Zweckmässig ist es, für das Mischgarn Garne der Garnnummern Nm 10/2-40/2 zu verwenden.
1. Textiles Substrat, welches zu Bezügen an Sitzmöbeln, Stühlen und andern Sitzeinrichtungen
verarbeitbar ist und bei welchen das Substrat mindestens ein Garn aufweist, das als
ein natürliche Fasern aufweisendes Mischgarn ausgebildet ist, dadurch gekennzeichnet,
dass das Substrat 65-85% (Gew.) natürliche Fasern aufweist und der Rest synthetische
Fasern sind.
2. Substrat nach Anspruch 1, dadurch gekennzeichnet, dass es 65-85 % natürliche Fasern
aus Wolle und Ramie aufweist, wobei aus Wolle und Ramie das Mischgarn gebildet ist.

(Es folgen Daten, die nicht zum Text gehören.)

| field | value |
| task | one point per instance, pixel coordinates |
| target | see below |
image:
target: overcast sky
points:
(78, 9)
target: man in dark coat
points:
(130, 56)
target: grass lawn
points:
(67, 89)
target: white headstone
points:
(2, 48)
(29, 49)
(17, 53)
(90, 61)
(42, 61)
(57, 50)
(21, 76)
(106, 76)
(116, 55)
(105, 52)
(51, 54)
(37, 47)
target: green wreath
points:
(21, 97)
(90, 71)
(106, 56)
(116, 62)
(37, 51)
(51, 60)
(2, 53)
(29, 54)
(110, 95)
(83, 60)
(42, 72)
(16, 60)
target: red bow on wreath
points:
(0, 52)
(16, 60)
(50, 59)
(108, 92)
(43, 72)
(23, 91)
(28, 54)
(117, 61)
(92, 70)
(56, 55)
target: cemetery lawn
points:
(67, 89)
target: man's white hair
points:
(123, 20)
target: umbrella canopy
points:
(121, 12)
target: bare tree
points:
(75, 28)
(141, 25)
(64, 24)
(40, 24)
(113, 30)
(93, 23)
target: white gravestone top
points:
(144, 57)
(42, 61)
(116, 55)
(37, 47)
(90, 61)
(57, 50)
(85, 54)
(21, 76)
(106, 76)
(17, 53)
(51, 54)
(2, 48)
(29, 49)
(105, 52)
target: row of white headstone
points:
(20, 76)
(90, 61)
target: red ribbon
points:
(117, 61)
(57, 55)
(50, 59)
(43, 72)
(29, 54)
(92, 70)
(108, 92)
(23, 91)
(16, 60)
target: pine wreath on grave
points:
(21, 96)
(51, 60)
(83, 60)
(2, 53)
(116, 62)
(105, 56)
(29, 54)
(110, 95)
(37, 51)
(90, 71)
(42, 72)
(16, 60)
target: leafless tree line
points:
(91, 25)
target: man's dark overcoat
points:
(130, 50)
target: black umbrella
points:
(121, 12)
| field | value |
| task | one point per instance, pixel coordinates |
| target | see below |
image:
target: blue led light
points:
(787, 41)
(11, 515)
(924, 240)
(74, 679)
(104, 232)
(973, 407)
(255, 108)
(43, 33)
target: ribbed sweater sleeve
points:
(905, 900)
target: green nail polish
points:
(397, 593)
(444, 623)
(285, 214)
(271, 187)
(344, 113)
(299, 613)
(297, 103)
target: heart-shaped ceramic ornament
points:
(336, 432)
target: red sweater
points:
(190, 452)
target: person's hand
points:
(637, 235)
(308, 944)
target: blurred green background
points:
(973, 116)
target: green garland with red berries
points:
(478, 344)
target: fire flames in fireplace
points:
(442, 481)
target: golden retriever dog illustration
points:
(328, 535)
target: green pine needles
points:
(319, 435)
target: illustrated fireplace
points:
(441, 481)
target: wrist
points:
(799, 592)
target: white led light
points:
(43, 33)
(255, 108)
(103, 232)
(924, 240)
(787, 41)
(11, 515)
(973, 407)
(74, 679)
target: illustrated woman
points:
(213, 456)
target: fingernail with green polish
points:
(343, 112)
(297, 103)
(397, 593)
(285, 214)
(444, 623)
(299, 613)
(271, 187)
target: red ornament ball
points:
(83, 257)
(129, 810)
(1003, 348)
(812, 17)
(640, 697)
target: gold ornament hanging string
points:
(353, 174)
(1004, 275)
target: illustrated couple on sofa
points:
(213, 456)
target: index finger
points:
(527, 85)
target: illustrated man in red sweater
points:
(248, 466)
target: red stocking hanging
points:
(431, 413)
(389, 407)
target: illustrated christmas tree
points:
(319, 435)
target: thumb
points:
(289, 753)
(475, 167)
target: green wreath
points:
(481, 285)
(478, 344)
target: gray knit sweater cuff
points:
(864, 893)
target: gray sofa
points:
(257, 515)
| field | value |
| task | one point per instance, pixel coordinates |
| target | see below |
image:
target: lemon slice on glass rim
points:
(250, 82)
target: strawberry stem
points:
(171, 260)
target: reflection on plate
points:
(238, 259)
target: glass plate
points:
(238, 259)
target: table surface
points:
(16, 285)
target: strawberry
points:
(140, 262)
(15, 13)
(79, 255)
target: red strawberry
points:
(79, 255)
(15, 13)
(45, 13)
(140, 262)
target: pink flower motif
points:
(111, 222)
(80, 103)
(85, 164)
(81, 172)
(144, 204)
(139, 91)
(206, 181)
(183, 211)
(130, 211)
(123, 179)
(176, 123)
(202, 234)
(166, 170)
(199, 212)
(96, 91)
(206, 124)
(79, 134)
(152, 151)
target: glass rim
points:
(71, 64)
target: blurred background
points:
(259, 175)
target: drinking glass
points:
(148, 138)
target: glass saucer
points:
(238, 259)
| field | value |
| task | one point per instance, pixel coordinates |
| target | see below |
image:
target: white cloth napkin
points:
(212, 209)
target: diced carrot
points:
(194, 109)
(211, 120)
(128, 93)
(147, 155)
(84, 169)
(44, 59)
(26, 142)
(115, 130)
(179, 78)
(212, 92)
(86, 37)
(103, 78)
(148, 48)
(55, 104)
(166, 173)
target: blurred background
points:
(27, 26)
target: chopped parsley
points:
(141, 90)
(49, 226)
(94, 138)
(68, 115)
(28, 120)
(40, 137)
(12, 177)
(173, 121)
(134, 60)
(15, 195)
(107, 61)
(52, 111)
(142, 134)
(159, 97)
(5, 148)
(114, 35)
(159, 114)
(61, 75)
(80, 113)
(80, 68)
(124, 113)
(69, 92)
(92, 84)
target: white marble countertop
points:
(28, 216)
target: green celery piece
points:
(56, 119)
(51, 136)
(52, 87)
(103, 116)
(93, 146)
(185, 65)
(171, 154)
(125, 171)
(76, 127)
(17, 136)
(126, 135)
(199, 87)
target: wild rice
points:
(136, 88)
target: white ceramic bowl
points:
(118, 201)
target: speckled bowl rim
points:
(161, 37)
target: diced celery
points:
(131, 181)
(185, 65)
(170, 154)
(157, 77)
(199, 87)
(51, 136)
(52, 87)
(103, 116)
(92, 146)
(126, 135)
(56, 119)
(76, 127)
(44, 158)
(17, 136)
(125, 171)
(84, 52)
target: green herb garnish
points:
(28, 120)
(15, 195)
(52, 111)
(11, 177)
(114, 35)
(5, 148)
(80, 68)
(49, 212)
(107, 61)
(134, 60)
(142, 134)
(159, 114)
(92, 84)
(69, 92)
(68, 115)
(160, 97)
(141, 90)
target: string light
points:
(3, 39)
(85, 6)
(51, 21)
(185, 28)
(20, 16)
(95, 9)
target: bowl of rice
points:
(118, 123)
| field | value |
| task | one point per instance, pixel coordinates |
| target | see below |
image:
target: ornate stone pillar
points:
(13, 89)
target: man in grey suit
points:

3. Substrat nach Anspruch 2, dadurch gekennzeichnet, dass dem Mischgarn synthetische
Fasern beigemischt sind.
4. Substrat nach Anspruch 1, dadurch gekennzeichnet, dass es ein Mischgarn aufweist,
bei dem die natürlichen Fasern aus tierischen und pflanzlichen Fasern zusammengesetzt
sind.
5. Substrat nach Anspruch 2, dadurch gekennzeichnet, dass bei dem Mischgarn der Anteil
an Ramie-Fasern 15-30 % beträgt.
6. Substrat nach Anspruch 1, dadurch gekennzeichnet, dass die synthetischen Fasern
des Substrats mindestens 15 % Polyesterfasern, vorzugsweise 15-35 % umfassen.
7. Substrat nach Anspruch 1, dadurch gekennzeichnet, dass die künstlichen Fasern Fasern
der Gruppe Polypropylen, Polyamid, Polyester, Polyacryl und Aramid umfassen.
8. Substrat nach einem der Ansprüche 1-7, dadurch gekennzeichnet, dass es als Gewebe
Schussraschel oder Malimo ausgebildet ist, bei welchem das Mischgarn als Schuss bzw.
Kette und ein synthetisches Garn als Kette bzw. Schuss verarbeitet ist.
9. Substrat nach Anspruch 1, dadurch gekennzeichnet, dass es als Gewebe ausgebildet
ist, bei welchem sowohl die Kette als auch der Schuss Mischgarn aufweist.